En esas andaba, cruzando miraditas con los polis cuando de repente, en un momento en que el ruido de gaitas y gritos me permitió identificar un sonido claro, escuché que de la radio de uno de mis escoltas salían la palabras «chándal rojo» y, dada la escases de ese color en el paisaje de la tarde, como si a golpe de gong se encendiera una alerta dentro de mi pecho, mis ojos se clavaron fijamente en los de uno de los guapos uniformados.
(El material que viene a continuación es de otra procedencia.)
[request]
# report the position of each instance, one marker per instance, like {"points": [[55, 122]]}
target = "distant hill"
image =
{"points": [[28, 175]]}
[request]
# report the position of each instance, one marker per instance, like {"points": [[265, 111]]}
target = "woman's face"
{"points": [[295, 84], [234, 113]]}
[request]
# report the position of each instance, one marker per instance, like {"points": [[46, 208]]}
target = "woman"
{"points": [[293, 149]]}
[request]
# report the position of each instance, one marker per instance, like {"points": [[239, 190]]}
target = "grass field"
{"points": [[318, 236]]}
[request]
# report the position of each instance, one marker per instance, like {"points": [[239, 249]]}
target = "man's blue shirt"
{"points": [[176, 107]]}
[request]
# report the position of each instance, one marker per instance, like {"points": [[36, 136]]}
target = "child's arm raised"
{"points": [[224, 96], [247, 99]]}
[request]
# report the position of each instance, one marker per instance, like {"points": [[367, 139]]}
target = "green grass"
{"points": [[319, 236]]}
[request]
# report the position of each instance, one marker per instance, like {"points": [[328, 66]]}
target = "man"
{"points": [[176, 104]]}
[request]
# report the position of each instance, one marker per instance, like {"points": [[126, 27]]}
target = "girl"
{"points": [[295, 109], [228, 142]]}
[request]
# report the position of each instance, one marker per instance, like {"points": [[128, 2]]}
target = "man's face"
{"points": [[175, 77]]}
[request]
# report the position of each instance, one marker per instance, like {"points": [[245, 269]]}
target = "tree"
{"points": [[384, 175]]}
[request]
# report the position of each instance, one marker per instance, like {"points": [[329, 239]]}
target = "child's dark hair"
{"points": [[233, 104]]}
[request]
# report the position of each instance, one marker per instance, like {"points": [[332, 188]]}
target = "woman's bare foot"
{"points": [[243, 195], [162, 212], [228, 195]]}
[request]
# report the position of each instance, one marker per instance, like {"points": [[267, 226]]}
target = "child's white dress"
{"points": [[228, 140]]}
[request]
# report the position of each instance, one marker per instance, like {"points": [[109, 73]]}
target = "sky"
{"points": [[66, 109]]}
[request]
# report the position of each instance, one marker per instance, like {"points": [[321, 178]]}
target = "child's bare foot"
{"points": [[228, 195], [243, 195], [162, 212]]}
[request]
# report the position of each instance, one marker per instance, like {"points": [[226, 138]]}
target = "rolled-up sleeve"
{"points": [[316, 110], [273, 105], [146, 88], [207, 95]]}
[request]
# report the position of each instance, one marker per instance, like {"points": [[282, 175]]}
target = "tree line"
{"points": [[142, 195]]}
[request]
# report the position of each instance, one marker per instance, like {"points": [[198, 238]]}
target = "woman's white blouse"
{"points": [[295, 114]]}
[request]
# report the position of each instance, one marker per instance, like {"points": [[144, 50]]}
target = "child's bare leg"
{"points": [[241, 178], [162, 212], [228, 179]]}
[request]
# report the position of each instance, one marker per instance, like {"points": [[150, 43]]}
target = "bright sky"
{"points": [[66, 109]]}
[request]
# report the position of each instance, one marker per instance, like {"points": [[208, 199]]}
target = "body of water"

De pronto la calle toda se silenció para mí y ayudada de una insipiente lectura de labios –que pegados a la radio no paraban de moverse- entendí el significado del cruce de miradas con mis protectores.

imagesAnte la imposibilidad de levantarme del improvisado sofá, dada la gran expectativa causada por mi chándal rojo –por no decir el conjunto en general y con él toda yo-, para evitar movilizar más tropa, no tuve otro remedio que limitarme a respirar tranquila y quedarme quietecita a esperar la ahora tan «anhelada» salida de la señora Sofía y su hijo Felipe.  En una rápida decisión preferí reservar algo de pan para la cena y no poner nerviosa la mira de los francotiradores, que desde las azoteas estarían contando una a una cada peca de mi rostro. Así es que quité la mano del pan y la aparté de mi ACME y, como toda una niña buena, la puse sobre la otra para posarlas en mis rodillas de manera que, además de las pecas, lo francotiradores vieran que pese a la pinta de terrorista, lucía una manicura perfecta.
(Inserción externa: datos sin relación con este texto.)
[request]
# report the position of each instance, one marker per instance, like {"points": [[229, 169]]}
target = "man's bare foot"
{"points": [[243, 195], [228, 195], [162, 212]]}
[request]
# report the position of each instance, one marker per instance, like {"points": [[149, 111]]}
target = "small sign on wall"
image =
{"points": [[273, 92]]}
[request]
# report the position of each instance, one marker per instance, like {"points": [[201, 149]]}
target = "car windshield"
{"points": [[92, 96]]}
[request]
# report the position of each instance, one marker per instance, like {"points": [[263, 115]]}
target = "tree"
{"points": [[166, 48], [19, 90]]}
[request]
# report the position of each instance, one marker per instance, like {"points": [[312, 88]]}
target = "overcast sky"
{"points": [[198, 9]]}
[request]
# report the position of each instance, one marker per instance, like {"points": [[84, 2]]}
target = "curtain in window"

Y así fue como viví mis primeros Premios Príncipe de Asturias en la vieja Vetusta. En los años siguientes, mi experiencia sería como periodista y con acreditación de prensa trabajando para la revista Gente de Asturias. Desconozco, mientras los menesteres de mi labor me mantenían entretenida, cuál sería la amenaza terrorista que año tras año me fue relevando.

*Hoy, catorce años después y en medio de la polémica habitual alrededor de ellos, el Teatro Campoamor se viste de gala para entregar los primeros Premios Princesa de Asturias.